The model is properly exported to a .onnx file. However, when I run it with an input, I get the following error at the second iteration (the first iteration when prev_state is of size (0,0,0,0,0) works fine):

2020-06-04 13:32:14.289010608 [E:onnxruntime:, sequential_executor.cc:281 Execute] Non-zero status code returned while running Identity node. Name:'Identity_29' Status Message: /onnxruntime_src/onnxruntime/core/framework/execution_frame.cc:66 onnxruntime::common::Status onnxruntime::IExecutionFrame::GetOrCreateNodeOutputMLValue(int, const onnxruntime::TensorShape*, OrtValue*&, size_t) shape && tensor.Shape() == *shape was false. OrtValue shape verification failed. Current shape:{0,0,0,0,0} Requested shape:{2,1,64,92,120}

2020-06-04 13:32:14.289043204 [E:onnxruntime:, sequential_executor.cc:281 Execute] Non-zero status code returned while running If node. Name:'If_21' Status Message: Non-zero status code returned while running Identity node. Name:'Identity_29' Status Message: /onnxruntime_src/onnxruntime/core/framework/execution_frame.cc:66 onnxruntime::common::Status onnxruntime::IExecutionFrame::GetOrCreateNodeOutputMLValue(int, const onnxruntime::TensorShape*, OrtValue*&, size_t) shape && tensor.Shape() == *shape was false. OrtValue shape verification failed. Current shape:{0,0,0,0,0} Requested shape:{2,1,64,92,120}

Traceback (most recent call last):
  File "run_onnx.py", line 108, in <module>
    runner.update(input_tensor, last_timestamp)
  File "/home/test/image_onnx.py", line 103, in update
    onnx_out = self.onnx_session.run(None, onnx_input)
  File "/home/test/lib/python3.8/site-packages/onnxruntime/capi/session.py", line 111, in run
    return self._sess.run(output_names, input_feed, run_options)
onnxruntime.capi.onnxruntime_pybind11_state.RuntimeException: [ONNXRuntimeError] : 6 : RUNTIME_EXCEPTION : Non-zero status code returned while running If node. Name:'If_21' Status Message: Non-zero status code returned while running Identity node. Name:'Identity_29' Status Message: /onnxruntime_src/onnxruntime/core/framework/execution_frame.cc:66 onnxruntime::common::Status onnxruntime::IExecutionFrame::GetOrCreateNodeOutputMLValue(int, const onnxruntime::TensorShape*, OrtValue*&, size_t) shape && tensor.Shape() == *shape was false. OrtValue shape verification failed. Current shape:{0,0,0,0,0} Requested shape:{2,1,64,92,120}

Shouldn’t the exporter ‘propagate’ the dynamic axis property to all subsequent stages of the network and realize that those variables will also have dynamic size? Any ideas on how to solve this problem?

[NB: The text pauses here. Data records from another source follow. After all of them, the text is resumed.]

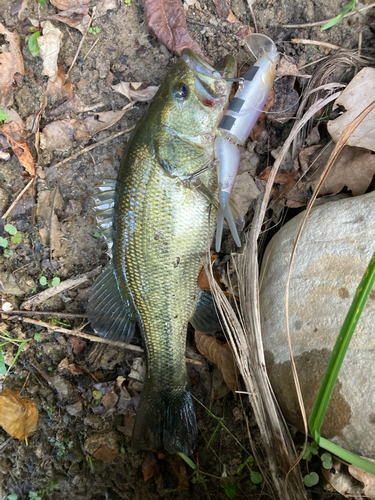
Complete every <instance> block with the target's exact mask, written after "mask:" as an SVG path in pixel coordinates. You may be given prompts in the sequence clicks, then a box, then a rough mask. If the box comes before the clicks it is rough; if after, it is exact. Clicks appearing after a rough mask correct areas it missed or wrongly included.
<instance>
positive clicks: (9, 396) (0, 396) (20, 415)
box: [0, 387, 39, 441]
mask: <svg viewBox="0 0 375 500" xmlns="http://www.w3.org/2000/svg"><path fill="white" fill-rule="evenodd" d="M18 395H19V391H12V390H11V389H8V388H7V387H6V388H5V389H4V390H3V391H2V392H0V426H1V427H2V428H3V429H4V430H5V431H6V432H7V433H8V434H10V435H11V436H12V437H14V438H16V439H19V440H20V441H22V440H23V439H27V437H28V436H29V435H30V434H31V433H32V432H33V430H34V429H35V427H36V425H37V423H38V416H39V412H38V408H37V407H36V405H35V403H33V402H32V401H30V400H29V399H20V398H19V397H18Z"/></svg>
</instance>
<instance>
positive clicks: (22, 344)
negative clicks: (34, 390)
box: [4, 339, 30, 379]
mask: <svg viewBox="0 0 375 500" xmlns="http://www.w3.org/2000/svg"><path fill="white" fill-rule="evenodd" d="M29 340H30V339H27V340H23V341H22V343H21V344H20V346H19V348H18V351H17V354H16V355H15V356H14V359H13V361H12V362H11V364H10V365H9V368H8V370H7V372H6V374H5V377H6V376H7V375H8V373H9V370H11V369H12V367H13V365H14V363H15V362H16V361H17V358H18V356H19V355H20V354H21V352H22V349H23V348H24V347H25V344H27V342H28V341H29ZM5 377H4V379H5Z"/></svg>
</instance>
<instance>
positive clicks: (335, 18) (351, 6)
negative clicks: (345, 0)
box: [320, 0, 356, 31]
mask: <svg viewBox="0 0 375 500" xmlns="http://www.w3.org/2000/svg"><path fill="white" fill-rule="evenodd" d="M355 3H356V0H351V2H349V3H347V4H346V5H345V6H344V7H343V9H342V11H341V12H340V14H339V15H338V16H336V17H334V18H333V19H331V20H330V21H328V23H327V24H325V25H324V26H322V27H321V28H320V31H324V30H327V29H328V28H332V26H334V25H335V24H337V23H339V22H340V21H341V20H342V19H343V17H344V16H346V14H347V13H348V12H350V11H351V10H353V9H354V7H355Z"/></svg>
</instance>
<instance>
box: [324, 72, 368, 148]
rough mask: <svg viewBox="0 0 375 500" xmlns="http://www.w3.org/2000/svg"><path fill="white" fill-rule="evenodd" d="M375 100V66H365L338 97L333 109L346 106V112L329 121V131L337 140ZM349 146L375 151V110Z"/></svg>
mask: <svg viewBox="0 0 375 500" xmlns="http://www.w3.org/2000/svg"><path fill="white" fill-rule="evenodd" d="M373 101H375V68H363V69H362V70H361V71H360V72H359V73H358V75H356V76H355V77H354V78H353V80H352V81H351V82H350V83H349V85H348V86H347V87H346V89H345V90H344V91H343V92H342V94H341V95H340V96H339V97H338V98H337V99H336V101H335V104H334V107H333V109H336V108H337V107H338V106H343V107H344V108H345V110H346V111H345V113H343V114H342V115H340V116H339V117H338V118H336V120H331V121H329V122H328V132H329V133H330V134H331V136H332V139H333V140H334V141H335V142H337V141H338V140H339V138H340V136H341V133H342V130H343V128H344V127H345V125H348V124H349V123H351V122H352V121H353V120H354V118H356V117H357V116H358V115H359V114H360V113H361V112H362V111H363V110H364V109H365V108H367V106H368V105H369V104H371V103H372V102H373ZM347 145H348V146H356V147H359V148H366V149H371V150H372V151H375V110H373V111H371V112H370V113H369V114H368V115H367V116H366V118H365V119H364V120H363V121H362V123H361V124H360V125H358V127H357V128H356V130H354V132H353V133H352V135H351V136H350V138H349V140H348V142H347Z"/></svg>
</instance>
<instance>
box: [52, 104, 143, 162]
mask: <svg viewBox="0 0 375 500" xmlns="http://www.w3.org/2000/svg"><path fill="white" fill-rule="evenodd" d="M133 104H134V103H131V105H132V106H133ZM129 105H130V104H128V105H127V106H129ZM125 108H126V106H125ZM125 108H124V109H125ZM134 127H135V125H133V127H130V128H127V129H126V130H122V131H121V132H117V134H113V135H110V136H109V137H106V138H105V139H103V140H101V141H99V142H96V143H95V144H91V146H87V148H83V149H81V151H78V152H77V153H74V154H73V155H72V156H69V158H65V160H62V161H59V162H58V163H56V165H55V167H60V166H61V165H64V164H65V163H68V162H69V161H70V160H75V159H76V158H78V156H81V155H83V154H85V153H87V152H88V151H91V150H92V149H94V148H97V147H98V146H101V145H102V144H106V143H107V142H109V141H112V139H116V137H120V135H124V134H126V133H127V132H130V131H131V130H133V128H134Z"/></svg>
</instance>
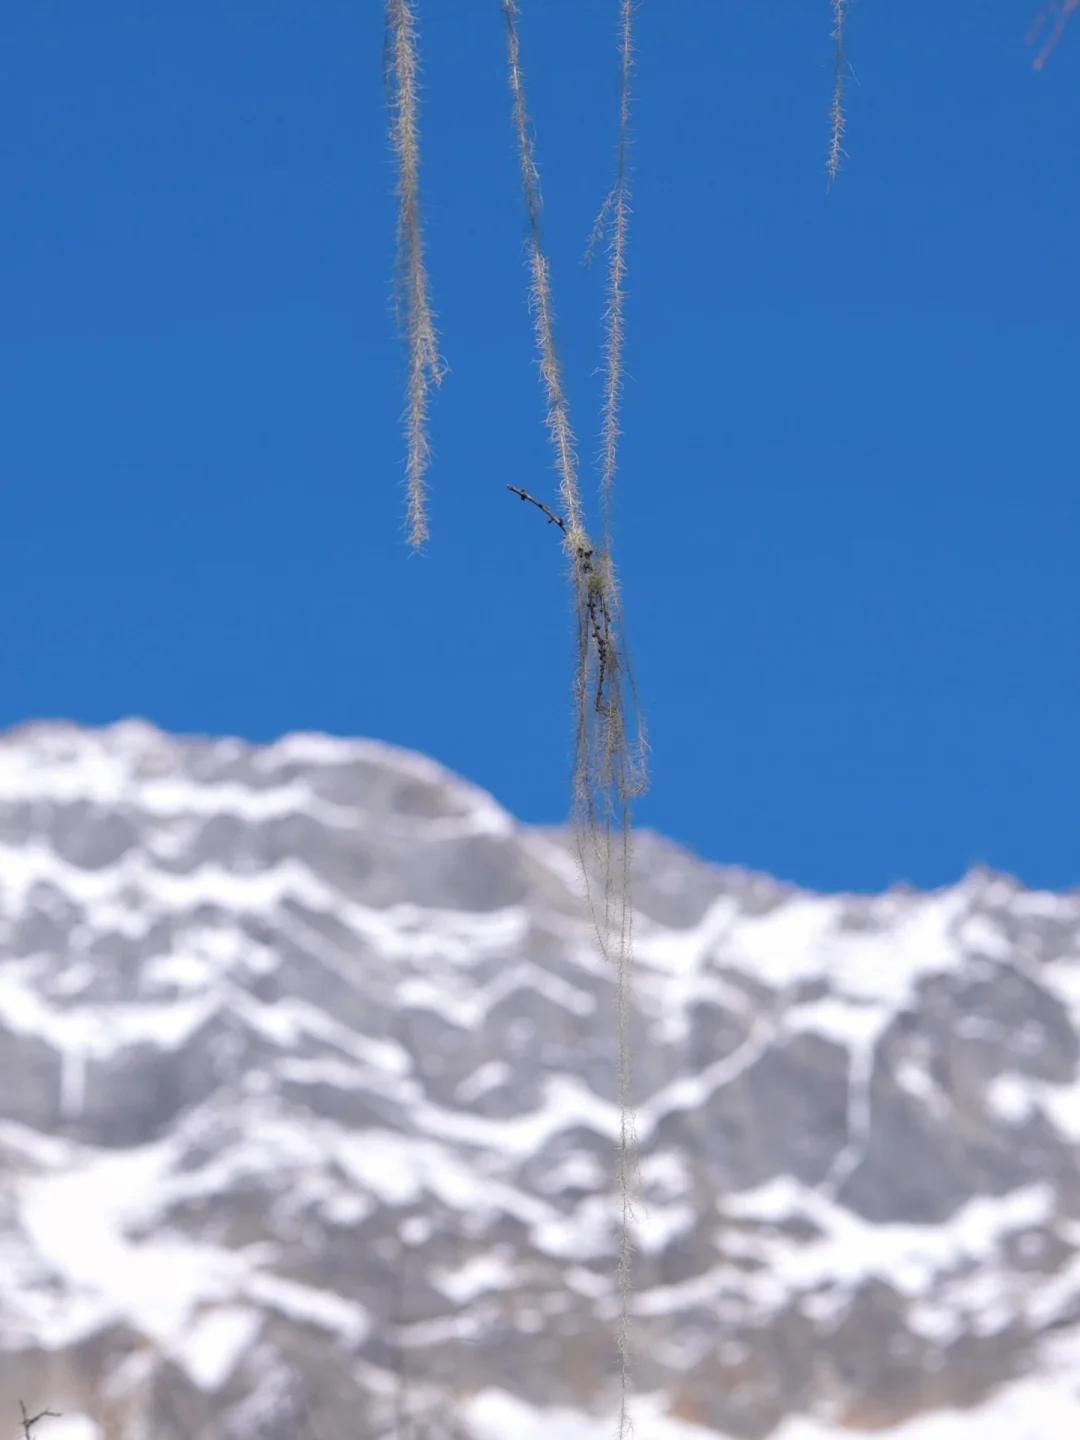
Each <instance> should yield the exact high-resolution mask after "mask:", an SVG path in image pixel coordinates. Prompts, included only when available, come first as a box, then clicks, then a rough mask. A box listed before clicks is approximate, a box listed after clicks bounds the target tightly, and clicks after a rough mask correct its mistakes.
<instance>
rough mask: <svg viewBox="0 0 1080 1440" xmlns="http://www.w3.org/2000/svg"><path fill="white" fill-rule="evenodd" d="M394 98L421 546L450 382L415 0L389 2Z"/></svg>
mask: <svg viewBox="0 0 1080 1440" xmlns="http://www.w3.org/2000/svg"><path fill="white" fill-rule="evenodd" d="M386 52H387V73H386V82H387V98H389V104H390V143H392V145H393V153H395V158H396V161H397V265H396V272H395V305H396V311H397V324H399V328H400V331H402V334H403V337H405V343H406V351H408V369H409V379H408V399H406V408H405V444H406V461H405V475H406V490H408V521H406V524H408V540H409V544H410V546H412V547H413V549H419V547H420V546H422V544H423V541H425V540H426V539H428V505H426V485H425V480H423V477H425V474H426V471H428V467H429V464H431V445H429V442H428V410H429V403H431V390H432V386H438V384H439V383H441V382H442V377H444V373H445V367H444V364H442V360H441V359H439V346H438V337H436V334H435V320H433V312H432V307H431V287H429V281H428V271H426V268H425V264H423V233H422V229H420V140H419V124H418V111H419V60H418V53H416V13H415V9H413V6H412V3H410V0H387V4H386Z"/></svg>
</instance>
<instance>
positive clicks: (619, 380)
mask: <svg viewBox="0 0 1080 1440" xmlns="http://www.w3.org/2000/svg"><path fill="white" fill-rule="evenodd" d="M503 12H504V16H505V23H507V48H508V60H510V91H511V96H513V112H514V130H516V135H517V147H518V158H520V164H521V186H523V192H524V199H526V209H527V215H528V240H527V252H528V274H530V287H528V298H530V305H531V311H533V317H534V330H536V341H537V351H539V361H540V377H541V382H543V387H544V397H546V402H547V431H549V435H550V439H552V446H553V451H554V458H556V469H557V472H559V498H560V508H562V514H557V513H556V511H554V510H552V508H550V507H549V505H546V504H543V503H541V501H539V500H536V498H534V497H533V495H530V494H528V492H527V491H524V490H520V488H518V487H514V485H511V487H508V488H511V490H514V492H516V494H518V495H520V497H521V500H523V501H531V503H533V504H534V505H537V507H539V508H540V510H541V511H543V513H544V514H546V516H547V518H549V523H553V524H556V526H557V527H559V528H560V531H562V536H563V544H564V549H566V554H567V559H569V566H570V580H572V585H573V595H575V611H576V622H577V657H576V670H575V684H573V698H575V746H573V756H575V757H573V804H572V822H573V834H575V842H576V847H577V855H579V860H580V865H582V874H583V878H585V888H586V899H588V903H589V909H590V914H592V919H593V924H595V930H596V937H598V942H599V948H600V950H602V953H603V956H605V958H606V959H609V960H611V962H612V966H613V969H615V973H616V1017H618V1056H619V1058H618V1094H619V1115H621V1122H619V1175H618V1181H619V1195H621V1210H622V1212H621V1227H619V1290H621V1319H619V1336H618V1345H619V1436H625V1434H626V1433H628V1430H629V1414H628V1398H629V1372H631V1355H629V1302H631V1279H632V1277H631V1260H632V1234H631V1224H632V1218H634V1192H635V1189H636V1178H635V1171H636V1139H635V1130H634V1107H632V1054H631V1035H629V1024H631V994H632V903H631V893H629V888H631V861H632V844H631V842H632V835H631V804H632V801H634V799H635V798H636V796H638V795H641V793H642V792H644V789H645V783H647V776H645V736H644V727H642V724H641V716H639V710H638V703H636V694H635V688H634V677H632V671H631V667H629V658H628V655H626V649H625V644H624V631H622V611H621V603H619V589H618V583H616V577H615V567H613V563H612V543H611V495H612V487H613V480H615V471H616V459H618V439H619V397H621V393H622V346H624V300H625V271H626V228H628V213H629V209H628V144H629V134H628V132H629V75H631V55H632V52H631V0H619V22H621V32H619V33H621V58H622V99H621V127H619V156H618V168H616V179H615V186H613V189H612V192H611V194H609V197H608V200H606V203H605V207H603V210H602V212H600V219H599V222H598V232H599V233H603V232H605V230H608V229H609V232H611V236H609V274H608V305H606V312H605V390H603V395H605V399H603V412H602V416H603V418H602V446H600V458H602V474H600V488H602V500H603V536H602V544H600V546H599V547H598V546H595V544H593V541H592V540H590V539H589V534H588V531H586V527H585V516H583V507H582V495H580V487H579V481H577V452H576V445H575V436H573V429H572V426H570V416H569V406H567V400H566V390H564V386H563V374H562V367H560V364H559V357H557V351H556V344H554V314H553V305H552V282H550V266H549V262H547V256H546V255H544V252H543V246H541V240H540V209H541V197H540V179H539V171H537V166H536V154H534V147H533V137H531V130H530V122H528V109H527V107H526V98H524V78H523V73H521V50H520V42H518V33H517V4H516V0H503ZM598 880H599V886H600V891H602V899H600V903H599V904H598V897H596V881H598Z"/></svg>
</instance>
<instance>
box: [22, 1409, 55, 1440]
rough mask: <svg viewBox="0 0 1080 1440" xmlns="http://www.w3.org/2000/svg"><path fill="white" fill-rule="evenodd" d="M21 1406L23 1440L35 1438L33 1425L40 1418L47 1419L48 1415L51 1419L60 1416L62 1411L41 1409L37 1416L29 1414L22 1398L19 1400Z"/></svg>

Exporting using just TorchScript works fine but it seems ONNX is less flexible

Hi @Andreas_Georgiou,

This error occurs within ONNX Runtime, so it’s likely the case that you should report an issue there, and then work backwards up the stack. It’s not clear if the issue is within PyTorch ONNX export, or if the ONNX exporter is emitting a valid ONNX model and it’s a failed analysis within ONNX runtime.